Over the Internet, particularly on such prominent uses of this network as the World Wide Web, browser security has long been an issue for those who use Microsoft Windows-based computers, as the platform has, for much of its history, been the primary target of malware infections and unscrupulous “black-hat” cracking (in other words, using a computer network to gain unauthorized entry into other computers for malicious, bad-faith purposes).
For Windows users who spend a large chunk of their waking hours on social network services such as Facebook, the threats of having a user account compromised or one’s own computer being compromised are very real and can manifest themselves when one is not aware or safeguarding of their own security or privacy.

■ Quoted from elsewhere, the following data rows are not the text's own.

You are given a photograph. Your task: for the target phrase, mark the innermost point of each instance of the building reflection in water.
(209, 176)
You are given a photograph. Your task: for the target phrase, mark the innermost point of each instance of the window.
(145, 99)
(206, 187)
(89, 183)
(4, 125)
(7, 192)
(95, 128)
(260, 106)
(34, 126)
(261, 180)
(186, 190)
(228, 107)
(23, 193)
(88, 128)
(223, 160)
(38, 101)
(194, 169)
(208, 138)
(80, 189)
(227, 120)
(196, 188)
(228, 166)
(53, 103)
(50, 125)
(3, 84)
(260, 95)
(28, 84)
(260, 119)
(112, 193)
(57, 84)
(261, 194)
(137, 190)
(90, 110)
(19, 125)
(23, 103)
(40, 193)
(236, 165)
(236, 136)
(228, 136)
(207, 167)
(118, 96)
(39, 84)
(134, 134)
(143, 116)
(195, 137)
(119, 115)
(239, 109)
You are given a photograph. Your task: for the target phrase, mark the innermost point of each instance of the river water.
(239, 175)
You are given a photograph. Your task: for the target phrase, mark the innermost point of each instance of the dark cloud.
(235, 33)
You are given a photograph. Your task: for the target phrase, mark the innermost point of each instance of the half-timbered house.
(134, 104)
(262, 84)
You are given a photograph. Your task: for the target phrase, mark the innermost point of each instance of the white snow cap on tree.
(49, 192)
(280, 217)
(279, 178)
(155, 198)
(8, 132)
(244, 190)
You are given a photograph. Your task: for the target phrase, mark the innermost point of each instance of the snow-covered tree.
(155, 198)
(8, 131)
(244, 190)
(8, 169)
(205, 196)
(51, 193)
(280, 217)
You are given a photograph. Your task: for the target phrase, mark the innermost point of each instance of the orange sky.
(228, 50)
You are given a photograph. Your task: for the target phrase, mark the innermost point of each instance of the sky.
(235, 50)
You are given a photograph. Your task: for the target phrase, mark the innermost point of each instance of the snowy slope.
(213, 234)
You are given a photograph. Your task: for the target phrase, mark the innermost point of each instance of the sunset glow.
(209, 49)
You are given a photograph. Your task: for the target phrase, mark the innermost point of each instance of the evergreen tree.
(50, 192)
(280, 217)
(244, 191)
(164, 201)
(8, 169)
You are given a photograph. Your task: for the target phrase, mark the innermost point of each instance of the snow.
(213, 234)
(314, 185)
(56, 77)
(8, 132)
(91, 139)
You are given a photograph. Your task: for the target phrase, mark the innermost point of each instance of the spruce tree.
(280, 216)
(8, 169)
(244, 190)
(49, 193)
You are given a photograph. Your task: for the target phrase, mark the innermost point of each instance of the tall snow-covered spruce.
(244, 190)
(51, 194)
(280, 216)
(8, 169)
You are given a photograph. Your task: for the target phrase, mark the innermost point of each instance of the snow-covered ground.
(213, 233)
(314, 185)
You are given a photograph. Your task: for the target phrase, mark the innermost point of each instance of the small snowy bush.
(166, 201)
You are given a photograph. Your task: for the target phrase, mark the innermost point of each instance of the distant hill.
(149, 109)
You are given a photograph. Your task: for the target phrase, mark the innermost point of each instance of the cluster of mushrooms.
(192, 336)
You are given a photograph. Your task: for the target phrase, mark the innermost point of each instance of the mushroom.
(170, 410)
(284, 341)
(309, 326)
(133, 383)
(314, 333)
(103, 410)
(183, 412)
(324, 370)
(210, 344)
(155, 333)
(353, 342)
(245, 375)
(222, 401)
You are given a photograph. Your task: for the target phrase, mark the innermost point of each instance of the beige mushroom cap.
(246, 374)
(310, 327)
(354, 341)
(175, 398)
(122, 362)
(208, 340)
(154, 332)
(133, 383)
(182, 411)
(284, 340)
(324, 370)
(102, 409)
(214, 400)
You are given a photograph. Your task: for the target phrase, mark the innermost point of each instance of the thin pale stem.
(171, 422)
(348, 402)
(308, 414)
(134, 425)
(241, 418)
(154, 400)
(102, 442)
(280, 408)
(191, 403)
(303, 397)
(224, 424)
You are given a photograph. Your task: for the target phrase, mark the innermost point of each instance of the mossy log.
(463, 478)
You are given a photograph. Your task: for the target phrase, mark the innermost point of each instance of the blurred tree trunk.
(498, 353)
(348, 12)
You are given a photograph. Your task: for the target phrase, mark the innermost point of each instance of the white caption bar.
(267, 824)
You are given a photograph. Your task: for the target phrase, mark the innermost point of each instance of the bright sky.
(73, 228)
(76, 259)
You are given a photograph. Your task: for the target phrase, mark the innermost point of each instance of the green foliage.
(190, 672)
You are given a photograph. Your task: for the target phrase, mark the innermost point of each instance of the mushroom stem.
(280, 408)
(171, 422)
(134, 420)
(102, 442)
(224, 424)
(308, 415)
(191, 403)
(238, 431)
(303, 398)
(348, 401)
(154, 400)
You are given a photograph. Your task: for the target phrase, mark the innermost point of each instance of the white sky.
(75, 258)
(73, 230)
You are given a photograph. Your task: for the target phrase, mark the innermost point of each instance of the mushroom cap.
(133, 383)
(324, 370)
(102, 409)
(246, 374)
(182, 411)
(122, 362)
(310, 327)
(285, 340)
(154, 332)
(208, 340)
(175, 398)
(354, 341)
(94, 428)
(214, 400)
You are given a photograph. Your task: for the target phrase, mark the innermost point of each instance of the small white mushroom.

For instance, the wide diversity of accessible media and apps hosted on the user or group pages of the website can hide malware
The implications of having one’s own Facebook user account compromised by another person can wreak havoc on one’s own sense of personal security and can, in extreme circumstances, force the user to create a new user account. However, tools for recovery of control over one’s own Facebook account exist on the site.
“Honestly, it has only ever happened once and it happened when I couldn’t gain access to my own account,” said Cameron Walker, a student at Macon State. “All I had to do was change my password and everything since then has been fine.”